Madde 7. Kral naibi, krallığı bir kurulun yardımıyla yönetmeli, tümüyle Bulgarlardan oluşacak bu kurul üyelerini Bulgar Millet Meclisi seçmelidir…
Madde 8. Bulgar Millet Meclisi, bütün Bulgar halkını temsil edecek sayıda üyelerden oluşur. Bunlar, özel bir seçim yasasına göre, halk tarafından oyçokluğuyla seçilir. (Daha sonra, Bulgar Millet Meclisi’nin kuruluş ve özellikleri sıralanır.)
Madde 9. Ortodoks mezhebi, Bulgar devletinin resmi dini olmalıdır.
Madde 10. Adliye, Bulgar Millet Meclisi’nce çıkarılan Bulgar yasalarına göre adalet dağıtacaktır…
Madde 11. Bulgar Krallığı’nın kendine özgü bir ordusu bulunacaktır. Ordu komutanları, papazları gibi Bulgarlardan olacaktır. Sancaklarının bir yüzünde Osmanlı İmparatorluk arması, öteki yüzünde de Bulgaristan’ın arması olan aslan resmi bulunacaktır. Harekâtı, yalnız Avrupa ile sınırlı olacaktır.

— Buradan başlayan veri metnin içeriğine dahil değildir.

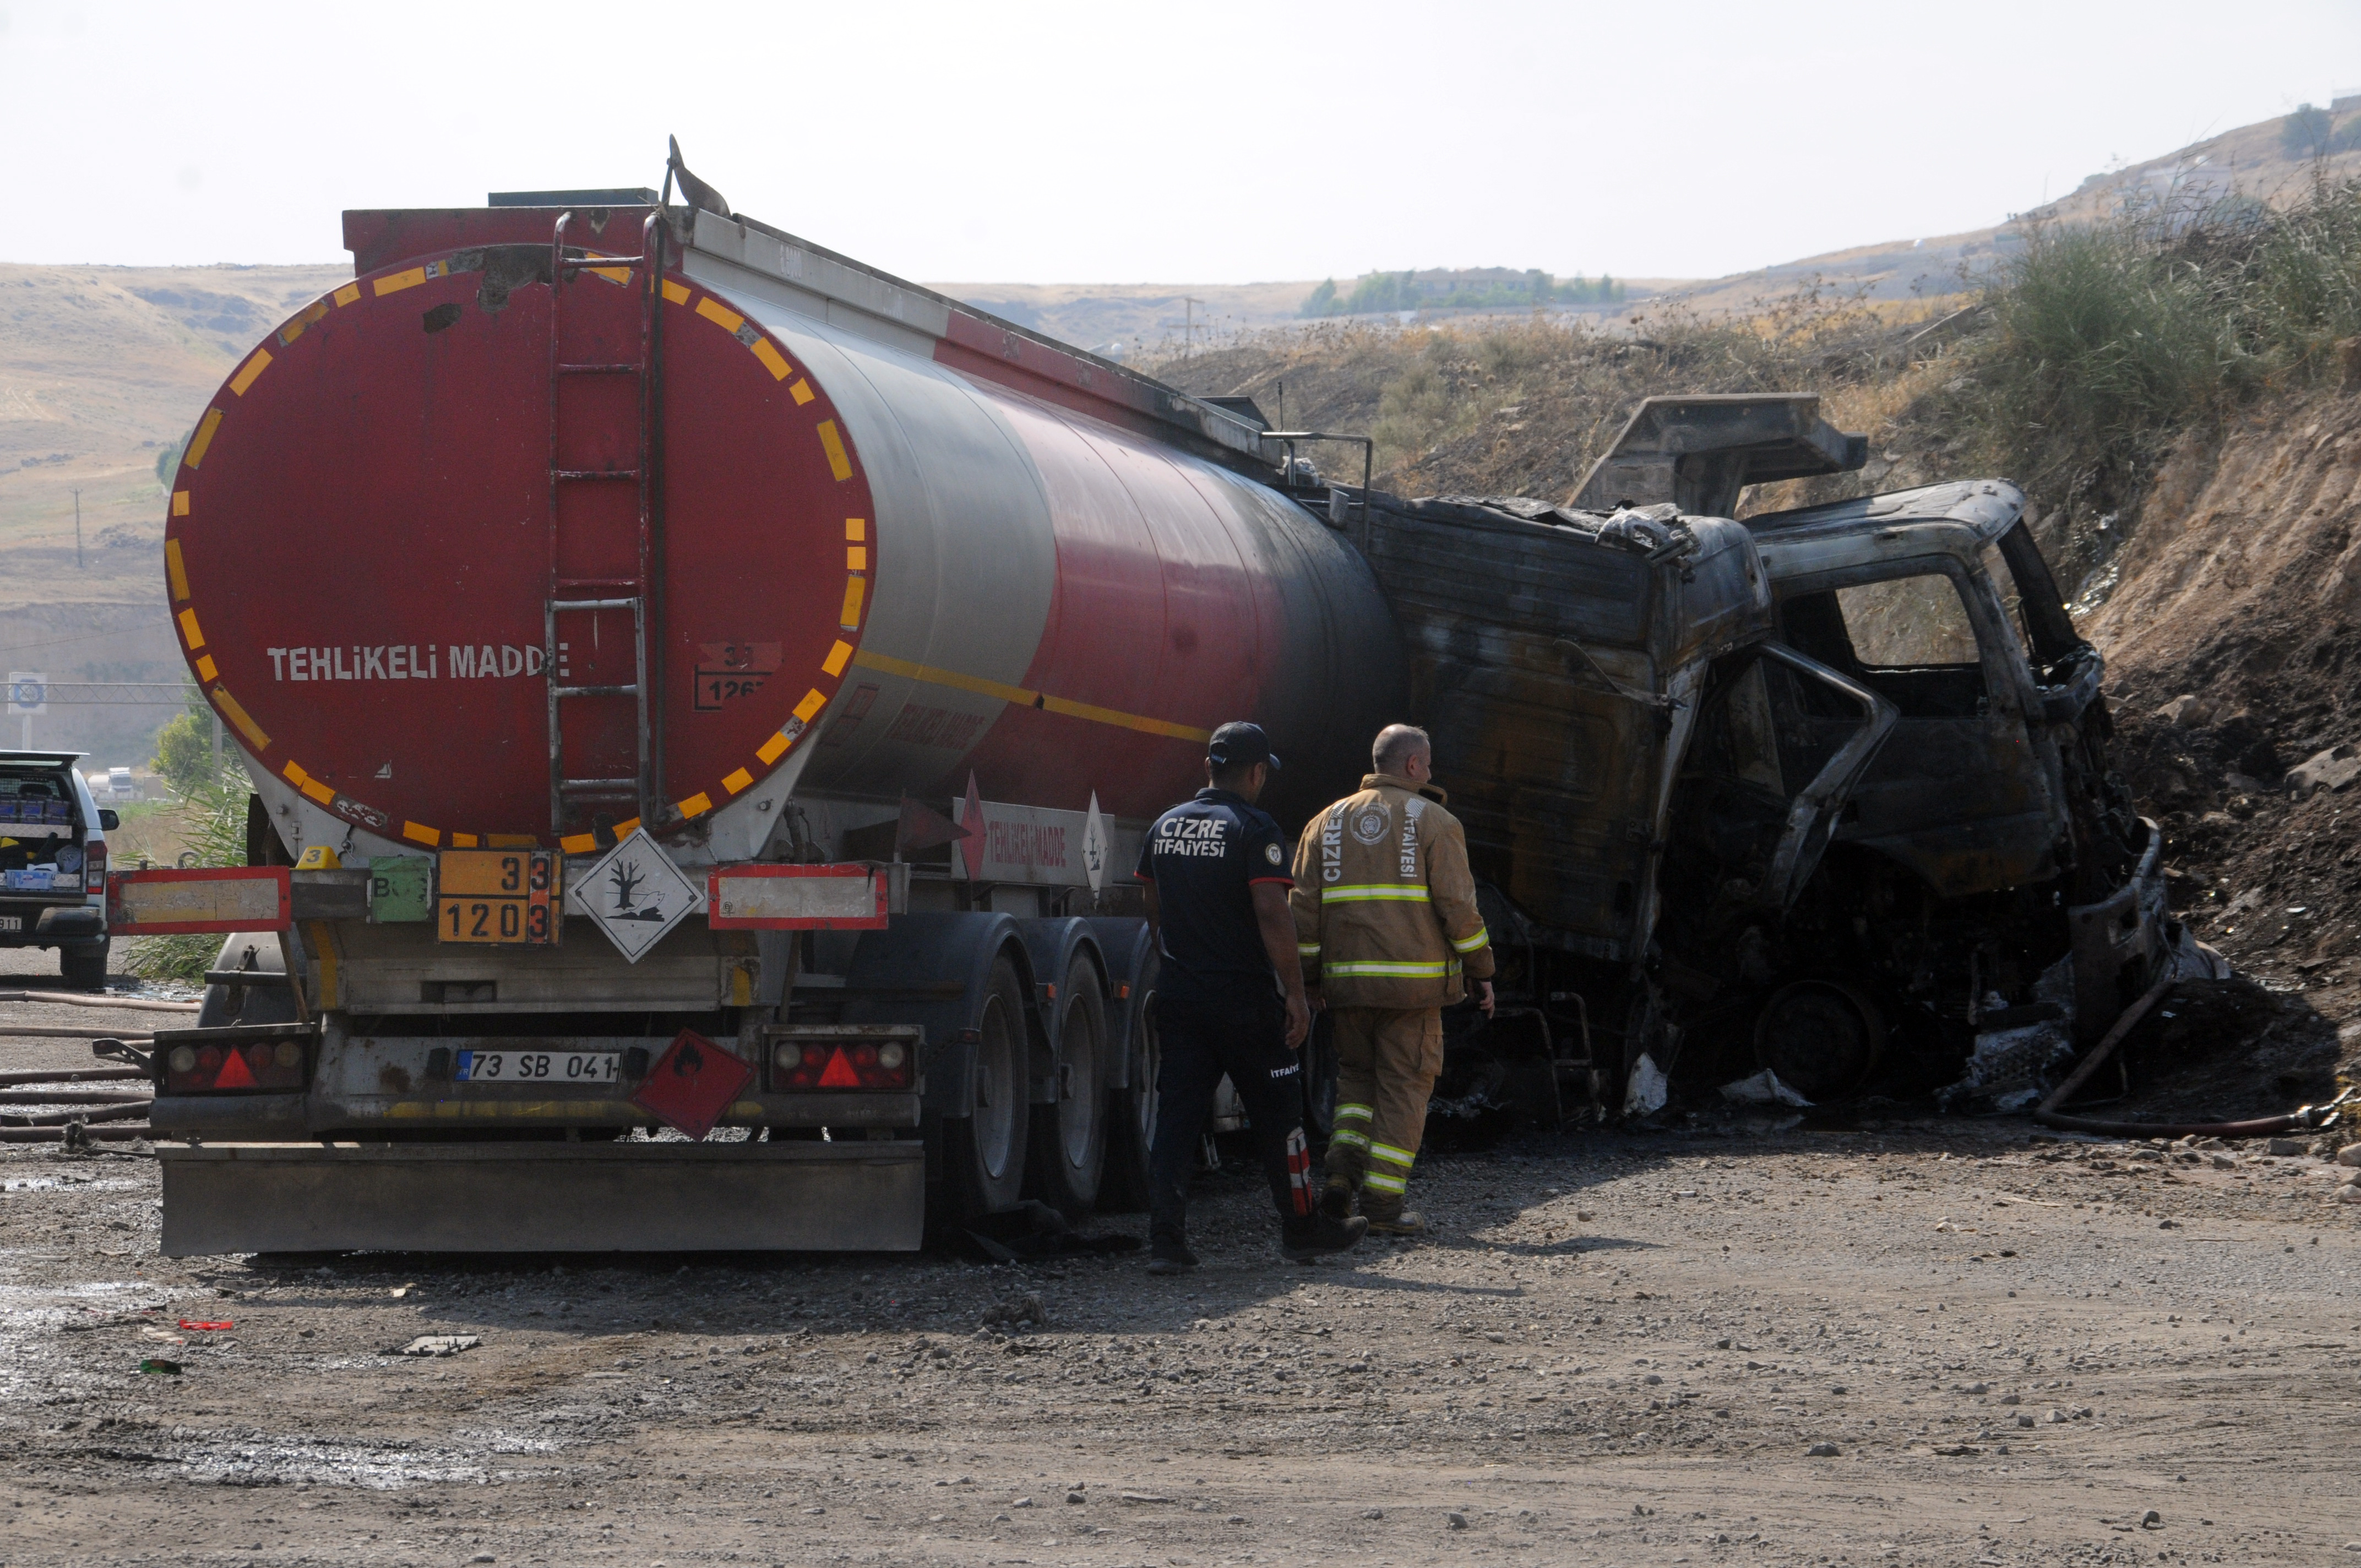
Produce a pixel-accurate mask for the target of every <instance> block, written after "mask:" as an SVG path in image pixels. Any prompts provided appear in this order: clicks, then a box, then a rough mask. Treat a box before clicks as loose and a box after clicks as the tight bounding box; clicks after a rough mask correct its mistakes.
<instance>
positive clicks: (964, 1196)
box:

Madde 12. Bulgar Krallığı’nın imparatorluğa yıllık olarak ödeyeceği bir vergi miktarı belirlenecektir…
Madde 13. Bulgarca, krallığın resmi dili olmalıdır.
Madde 14. Her türlü medeni ve siyasal özgürlük, güvence altına alınmalıdır…
Madde 15. Kent ve köy belediyelerinin, özel bir yasaya göre, yönetim makamlarından bağımsız olarak işleri görebilmeleri için, kendi kurulları ve meclisleri olmalıdır.
Daha sonra, Bulgar kilisesi konusundaki maddelere geçilir.
Muhtıra’nın son bölümündeki ilginç düşüncelerden biri de şudur: “Bu yeni politikanın ilk adımı olarak, sizden bütün siyasal suçlular, tüm kaçaklar ve sürgünler için genel af rica ediyoruz.”
İkinci Muhtıra’yı başka bir yazıda özetlemek isteriz.